Tether and Bitfinex Besieged by Panicky Withdrawals
Tether is the world’s largest stablecoin, supposedly backed 100% by U.S. dollars.
Bitfinex is its sponsor, one of the world’s largest crypto exchanges.
And right now, they’re both suffering a kind of “run on the bank.”
Here’s the sequence of events, which began just a week ago …
The New York Attorney General applies for a court order to investigate Bitfinex’s suite of interrelated companies, alleging “ongoing fraud” to the tune of $850 million.
Immediately, the word spreads like wildfire throughout the crypto blogosphere.
Some dump their Tether in exchange for other stablecoins. Some dump their Tether in exchange for Bitcoin. And still others pull their money out of Bitfinex entirely.
And suddenly, the whole crypto world is worried that Bitfinex will be forced to shut down.
In a moment, we’ll tell you how to avoid the dangers. But first …
What’s the source of the problem?
Actually, we already answered that question long ago.
Back in February 2018, we warned that there was no evidence that Tether was really backed 100% by U.S. dollars. No audits. No transparency.

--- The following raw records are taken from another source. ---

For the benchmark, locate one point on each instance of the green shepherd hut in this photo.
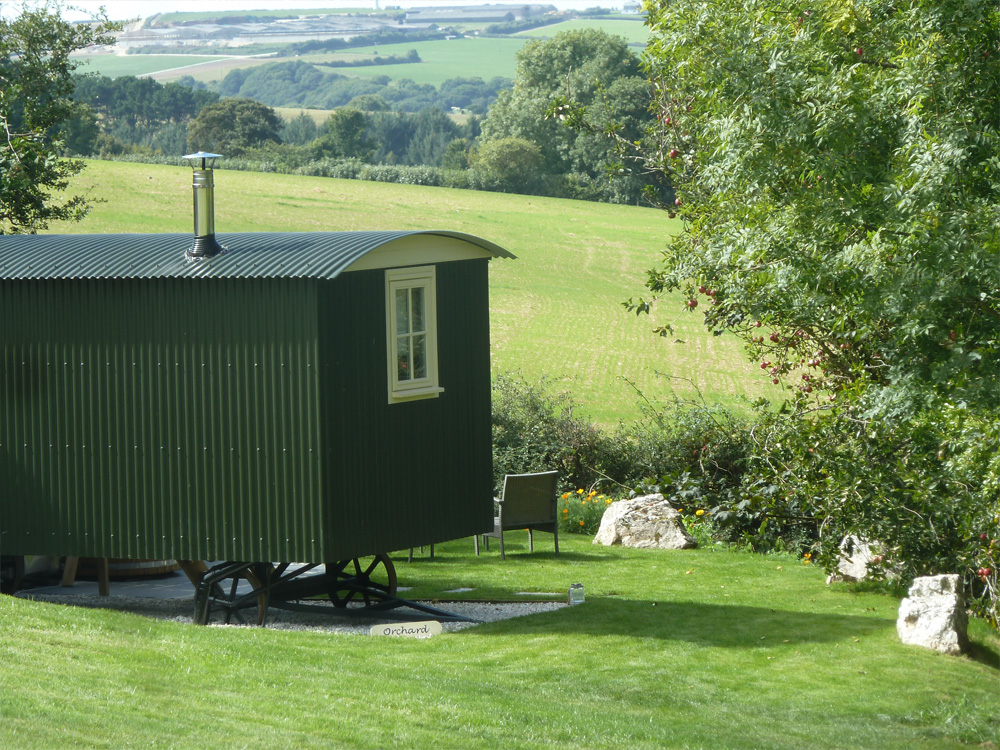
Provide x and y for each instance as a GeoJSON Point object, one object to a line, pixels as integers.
{"type": "Point", "coordinates": [252, 396]}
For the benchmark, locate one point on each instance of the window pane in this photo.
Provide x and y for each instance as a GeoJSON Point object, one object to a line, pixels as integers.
{"type": "Point", "coordinates": [402, 311]}
{"type": "Point", "coordinates": [419, 356]}
{"type": "Point", "coordinates": [403, 372]}
{"type": "Point", "coordinates": [417, 299]}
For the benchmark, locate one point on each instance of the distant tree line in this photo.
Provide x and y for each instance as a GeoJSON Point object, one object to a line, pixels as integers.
{"type": "Point", "coordinates": [300, 84]}
{"type": "Point", "coordinates": [395, 130]}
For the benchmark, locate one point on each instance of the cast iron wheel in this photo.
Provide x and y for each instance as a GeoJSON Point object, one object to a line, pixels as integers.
{"type": "Point", "coordinates": [362, 579]}
{"type": "Point", "coordinates": [11, 573]}
{"type": "Point", "coordinates": [221, 603]}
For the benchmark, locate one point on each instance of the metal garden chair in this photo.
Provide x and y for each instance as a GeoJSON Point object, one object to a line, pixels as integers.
{"type": "Point", "coordinates": [528, 502]}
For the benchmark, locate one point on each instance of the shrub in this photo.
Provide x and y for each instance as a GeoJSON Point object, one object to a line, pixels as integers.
{"type": "Point", "coordinates": [580, 511]}
{"type": "Point", "coordinates": [535, 431]}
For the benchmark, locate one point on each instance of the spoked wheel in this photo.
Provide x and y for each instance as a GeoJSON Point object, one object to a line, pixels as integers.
{"type": "Point", "coordinates": [367, 580]}
{"type": "Point", "coordinates": [11, 573]}
{"type": "Point", "coordinates": [233, 591]}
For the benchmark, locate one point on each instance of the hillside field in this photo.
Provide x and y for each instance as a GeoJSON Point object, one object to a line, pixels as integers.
{"type": "Point", "coordinates": [556, 313]}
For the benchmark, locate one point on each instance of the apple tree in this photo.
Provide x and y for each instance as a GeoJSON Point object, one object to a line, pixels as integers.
{"type": "Point", "coordinates": [36, 105]}
{"type": "Point", "coordinates": [837, 171]}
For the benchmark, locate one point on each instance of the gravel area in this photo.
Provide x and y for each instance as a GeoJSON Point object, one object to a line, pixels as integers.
{"type": "Point", "coordinates": [330, 620]}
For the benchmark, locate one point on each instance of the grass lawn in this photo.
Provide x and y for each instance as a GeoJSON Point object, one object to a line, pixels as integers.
{"type": "Point", "coordinates": [695, 649]}
{"type": "Point", "coordinates": [556, 311]}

A few months later, we pointed out suspicious activity at Bitfinex.
And we immediately followed up with another warning about how it could cause dislocations in the crypto marketplace.
For a while, it seemed few people paid much attention.
But now it’s happening, just as we warned.
It turns out, Bitfinex has covered an $850 million loss in its operations by “borrowing” investor funds that were backing Tether. This is what the New York Attorney General alleges. And, indirectly, this is also what the folks at Bitfinex have admitted.
Their defense is that they have the money elsewhere. Regardless, we feel that funds earmarked for Tether backing should be sacrosanct. They should be segregated; never comingled with other accounts.
The unfortunate reality is that much of this crisis could have been avoided if there had been clearer disclosure. Market participants might accept the process. They just don’t like surprises. So when people find out, they naturally panic.
The next big question …
What are the consequences?
Some crypto investors fear that the Bitfinex troubles could lead to a situation akin to the traumatic failure of the Mt. Gox exchange in 2014. A lot of people lost a lot of Bitcoin back then. The whole market plunged into a year-long decline.
But we disagree. Back in 2014, Mt. Gox dominated the space with over 70% of the world’s crypto trading volume. Today, Bitfinex represents only about 5%. So even if Bitfinex continues to have troubles, the impact should be far smaller.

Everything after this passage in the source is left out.